Yesterday’s Gospel (Luke 18:1–8) is sticking with me. It’s tells the story of a persistent widow who refuses to give up. She pleads with a judge for justice, again and again, until he relents—not because he is just, but because she will not stop asking. Jesus shares this parable so that we “ought always to pray and not lose heart.”
If I’m honest, persistence in prayer is a muscle I need to strengthen. Sometimes I feel totally connected to God in prayer and other times I grow weary and wonder if I’m asking enough for the overwhelming needs in my life, my family and friends lives and the entire world. But the Gospel reminds me: keep asking. Not because God is reluctant, but because He is forming me in the asking.

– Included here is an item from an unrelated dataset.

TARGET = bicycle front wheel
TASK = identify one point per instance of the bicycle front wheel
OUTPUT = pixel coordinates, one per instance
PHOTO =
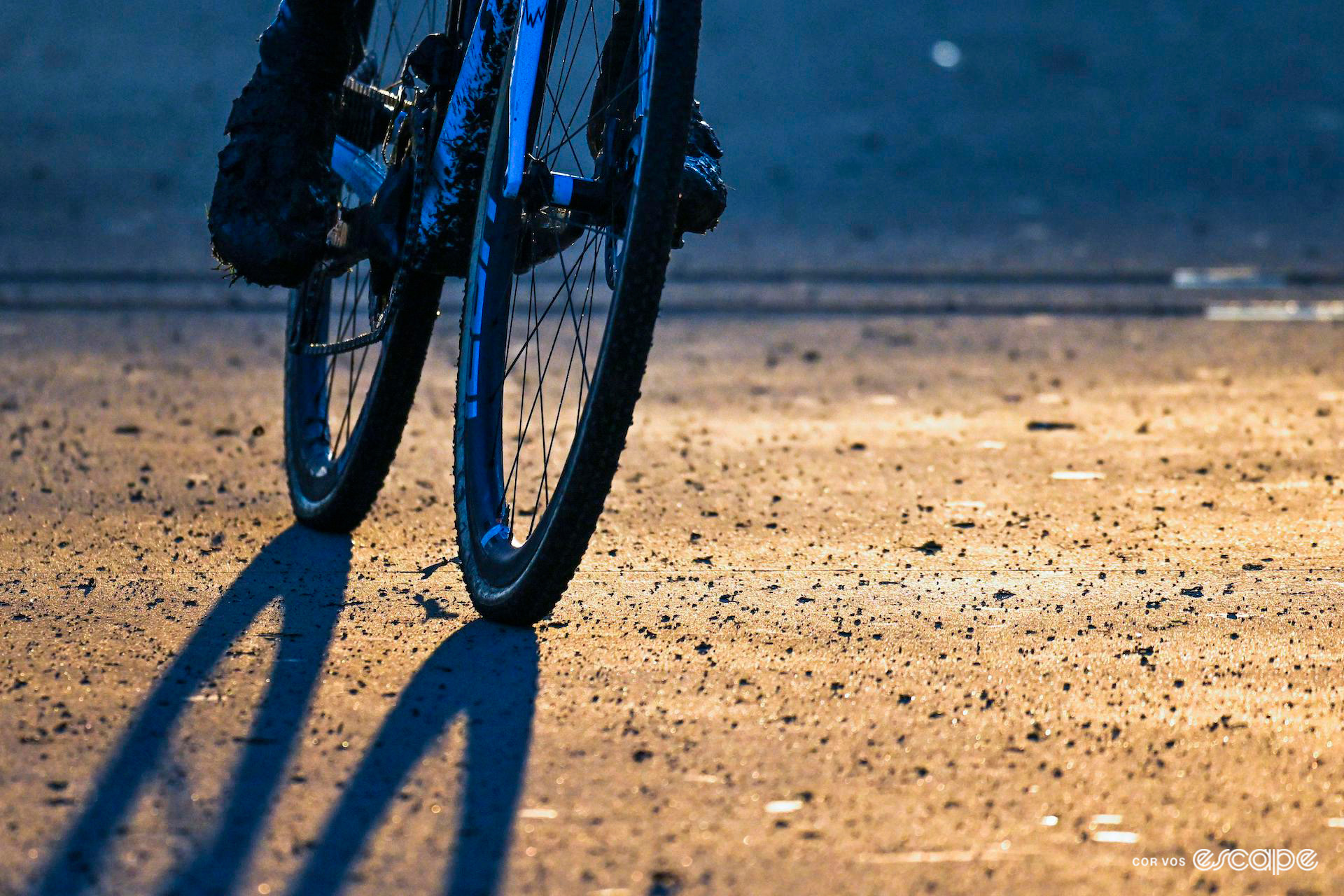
(561, 302)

Saint Augustine said that God sometimes delays His gifts so that our hearts might expand. That delay is not punishment—it’s preparation. The waiting tills the soil. The longing deepens the roots. The unanswered prayer becomes its own kind of grace, shaping me into someone who can receive.
Still, I need help. I need to ask God to grow this persistence in me—to stretch my heart, to strengthen my hope, to keep me faithful when the answers are slow in coming. I want to be found praying, not fainting. Asking, not resigning. Trusting, not turning away.
Lord, help me to keep knocking. Help me to remain faithful.